Das traurigste Mädchen Schwedens: Sarah Klang auf dem Reeperbahn Festival 2017

Wenn man Sarah Klang lauscht, dann könnte man glatt auf die Idee kommen, dass sie das traurigste Mädchen Schwedens ist: So jung und schon so desillusioniert! Mit einer Stimme, die warm und lebenserfahren klingt. Und wenn man die Augen schließt und nur lauscht, dann könnte man meinen, dass die junge Frau aus Göteborg ihre prägenden Jahre in den USA verbracht hat. Dem ist aber mitnichten so. Zu ihrem Auftritt beim Reeperbahn Festival in der knallvollen Pooca Bar trägt Sarah Klang ein weißes Kleid. Größer könnte der Gegensatz zu ihren melancholischen, countryesken Balladen kaum sein! Die tiefe Traurigkeit des Blues schwingt hier ebenso mit wie die schwül-düstere Popmusik der 80er Jahre.
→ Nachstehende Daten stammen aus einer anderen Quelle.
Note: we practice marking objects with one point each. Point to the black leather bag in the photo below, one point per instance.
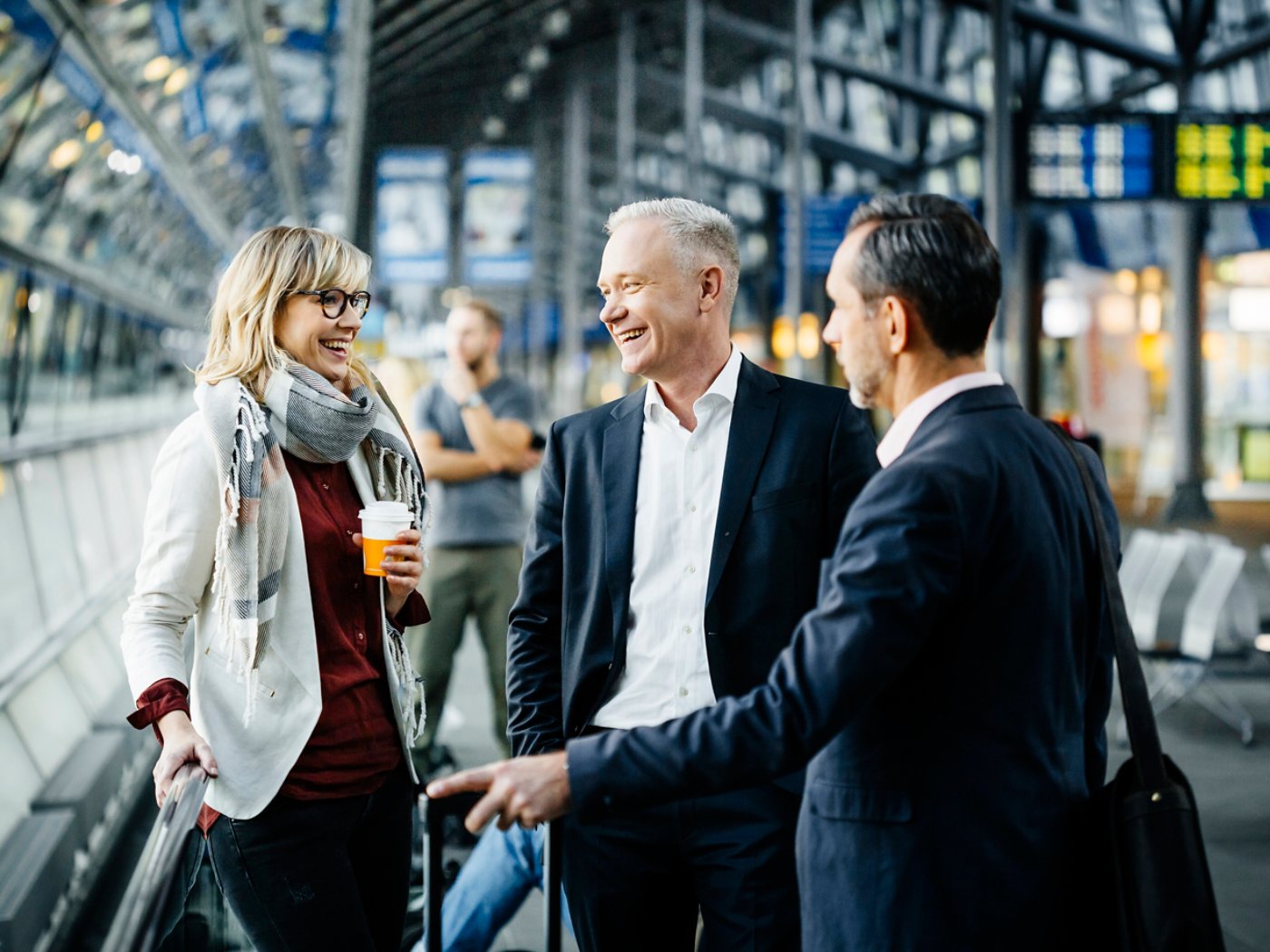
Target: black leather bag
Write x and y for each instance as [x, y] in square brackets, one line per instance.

Um Bühnenpräsenz muss sich die Schwedin an diesem angenehm milden Abend nicht bemühen: Sie hat sie einfach. Einfühlsam unterstützt von ihrer Begleitband taucht Sarah Klang ab in düstere Gefühlswelten, die von zerbrochenen Beziehungen und schmerzhaften Abschieden künden. In innigen und doch opulenten Track “Strangers” geht es um eine gescheiterte Beziehung – und um die Belastung, dem Ex in der Kleinstadt fast täglich über den Weg laufen zu müssen. Unschön, das! Mit der privaten Sara hat dieser Seelenjammer allerdings nichts zu tun: Sie ist mit einem ihrer Bandmitglieder glücklich liiert, erzählt sie beim Konzert. Aktuelles Liebesglück und Herzschmerz in den Songs beißen sich also keineswegs! Von Sarah Klang dürften wir noch hören in den kommenden Monaten: Sie hat eben einen Plattenvertrag beim Hamburger Label Ferryhouse unterschrieben und bringt Anfang 2018 hierzulande ihr Debütalbum heraus.